13.1       No Other Rights Conferred.  The establishment of the Plan shall not confer upon any Agent any legal or equitable right against the Company or any member of the Committee or the Board, except as expressly provided in the Plan.

13.2       No Employment Contract.  The Plan does not constitute inducement or consideration for the services of any Agent, nor is it a contract between the Company or American Equity and any Agent.  Participation in the Plan shall not give an Agent any right to be retained under his or her applicable Agents Contract with American Equity.

13.3       Plan Interest Not Subject to Creditor Claims.  The interests of any eligible Participant under the Plan are not subject to the claims of creditors and may not, in any way, be assigned, alienated or encumbered except as provided in an Agreement.

13.4       Applicable Laws.  The Plan shall be governed, construed and administered in accordance with the laws of the State of Iowa.

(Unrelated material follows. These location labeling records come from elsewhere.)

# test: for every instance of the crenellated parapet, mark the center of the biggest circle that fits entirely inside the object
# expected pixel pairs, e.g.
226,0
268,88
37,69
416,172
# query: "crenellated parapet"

13.5       Representations Regarding Investment Intent; Restrictive Legends.  The Committee may require each person acquiring Shares pursuant to an Award hereunder to represent to and agree with the Company in writing that such person is acquiring the Shares without a view to distribution thereof.  The certificates for such Shares may include any legend which the Committee deems appropriate to reflect any restrictions on transfer.  All certificates for Shares issued pursuant to the Plan shall be subject to such stock transfer orders and other restrictions as the Committee may deem advisable under the rules, regulations and other requirements of the Securities and Exchange Commission, any stock exchange or interdealer quotation system upon which the Common Stock is then listed or quoted, and any applicable federal or state securities laws.  The Committee may place a legend or legends on any such certificates to make appropriate reference to such restrictions.  The certificates for Shares acquired pursuant to an Award may also include any legend which the Committee deems appropriate to reflect restrictions contained in this Plan or in the applicable Agreement or to comply with the Iowa Business Corporation Law.

13.6       Regulatory Approvals.  The Company shall not be required to issue any certificate or certificates for Shares upon an Award, or record any person as a holder of record of such Shares, without obtaining, to the complete satisfaction of the Committee, the approval of all regulatory bodies deemed necessary by the Committee, and without complying to the Committees complete satisfaction, with all rules and regulations, under federal, state or local law deemed applicable by the Committee and all applicable listing or exchange requirements.